September 27, 2023
Weekly Reflection – The Core Gospel
What is the core of the gospel, or core gospel? There is a joke in English language training about getting “the wrong emphasis on the right syllable.” Verbally it is articulated, “…the wrong EmPHAAsis on the right syLABble” (It doesn’t work as well in written form as in spoken.) Verbally, it is a bit like getting your “tang tungled.” That being said, I wonder if much of the Christian world spends too much of its time focused on emphasizing the wrong theological syLAABle. It seems that we too often focus on precision at the expense of the “important” stuff. We attend to what we should do for God with scant attention to what God has done for us. Here’s what I mean. (And, yes, of course, it eventually takes both.)
The Christian gospel teaches that after a miserable beginning in Eden, God has once again extended to mankind a divine right to “eternal life” (John 3:16). God’s promise of eternal life was facilitated by His incarnational coming in the form of Jesus who lived, died, and rose again. This divine right goes beyond any “human rights” that man might devise or promote. It is the “core gospel.” And it is a pretty big bite for any human to chew on. It screams, “Just believe!” The finer points vis-à-vis the “new covenant” and its tie to Abraham can come later.

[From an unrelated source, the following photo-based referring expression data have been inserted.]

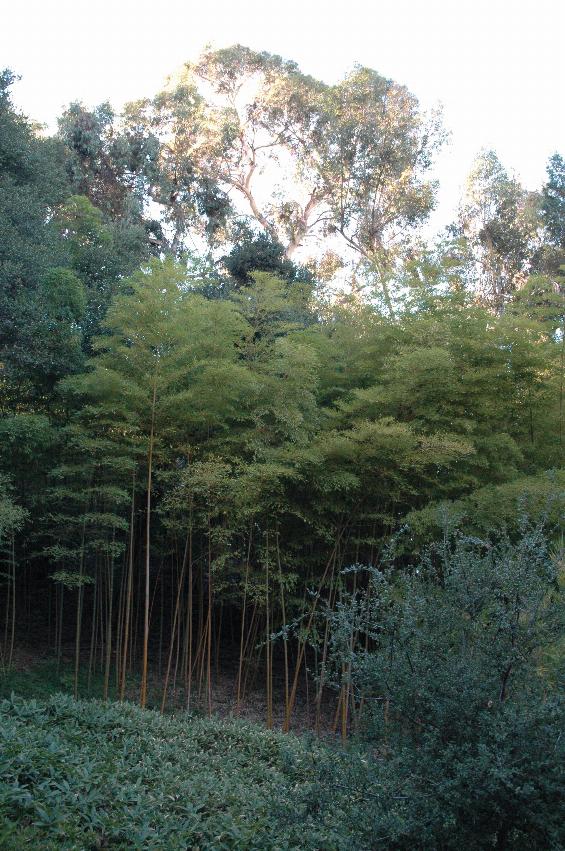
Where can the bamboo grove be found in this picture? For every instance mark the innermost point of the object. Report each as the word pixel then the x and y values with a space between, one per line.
pixel 194 448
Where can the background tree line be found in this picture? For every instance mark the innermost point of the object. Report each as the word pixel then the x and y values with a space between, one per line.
pixel 199 428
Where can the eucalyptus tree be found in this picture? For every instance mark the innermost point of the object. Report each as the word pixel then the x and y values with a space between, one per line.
pixel 501 224
pixel 304 159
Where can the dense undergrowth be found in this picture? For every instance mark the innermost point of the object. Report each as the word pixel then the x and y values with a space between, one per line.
pixel 86 775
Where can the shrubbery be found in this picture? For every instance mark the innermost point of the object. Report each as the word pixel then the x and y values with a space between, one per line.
pixel 455 670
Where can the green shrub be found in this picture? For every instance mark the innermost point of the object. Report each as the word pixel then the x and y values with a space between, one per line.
pixel 457 672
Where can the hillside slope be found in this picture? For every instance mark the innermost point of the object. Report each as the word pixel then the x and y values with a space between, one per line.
pixel 88 775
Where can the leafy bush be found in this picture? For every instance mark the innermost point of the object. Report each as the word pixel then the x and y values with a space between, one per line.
pixel 456 671
pixel 88 775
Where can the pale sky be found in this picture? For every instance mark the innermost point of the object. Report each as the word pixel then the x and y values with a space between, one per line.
pixel 496 66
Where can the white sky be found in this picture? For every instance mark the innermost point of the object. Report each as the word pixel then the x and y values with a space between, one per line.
pixel 496 65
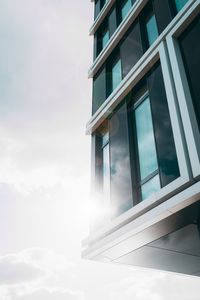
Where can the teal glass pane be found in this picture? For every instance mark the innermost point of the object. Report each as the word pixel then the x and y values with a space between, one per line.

Belief in this “core” of good news underpins everything the Christian life entails. It and only it generates the responsorial question, “What must I do?” Jesus’ answer to this question is, of course, the two great commandments, i.e., to love God and to love one’s neighbor. How we are to live out these commandments is presented in the New Testament, but only in the context of God’s gift of divine life.
Today, I hear many conversations about how Christians should live. I hear relatively less of a focus on the “core gospel.” The cause of this may be an overly aggressive emphasis on “precision” analyses of the scriptures. For example, we will wear ourselves out debating which of the several credible translations we should be studying when they are ALL clear on the “core gospel.”
It seems to me that God requires no more of us in today’s enlightened world than He did of the earlier believers in the first centuries of the church, who were simply taken by the message that a man named Jesus had risen from the dead. Not having the canonized scriptures, these early believers were less driven to argue the finer points of systematic theology. Actually, they were probably more concerned with facing wild beasts in the arena! But they believed in the “core gospel,” and it sustained them in their persecution and trials.
Perhaps an increased emphasis today on the “core gospel” would facilitate a relaxing of some of our less productive cultural and territorial arguments. God might even smile on such a shift! And it could also sustain those believers who, even today, are being forced to face new forms of persecution. Let’s emphasize the right “syLAABle!”
Blessings and peace,
Disclaimer statement: Please note that the opinions expressed herein are those of the Chaplain alone and are based on his personal understanding of scripture and how God works in our lives.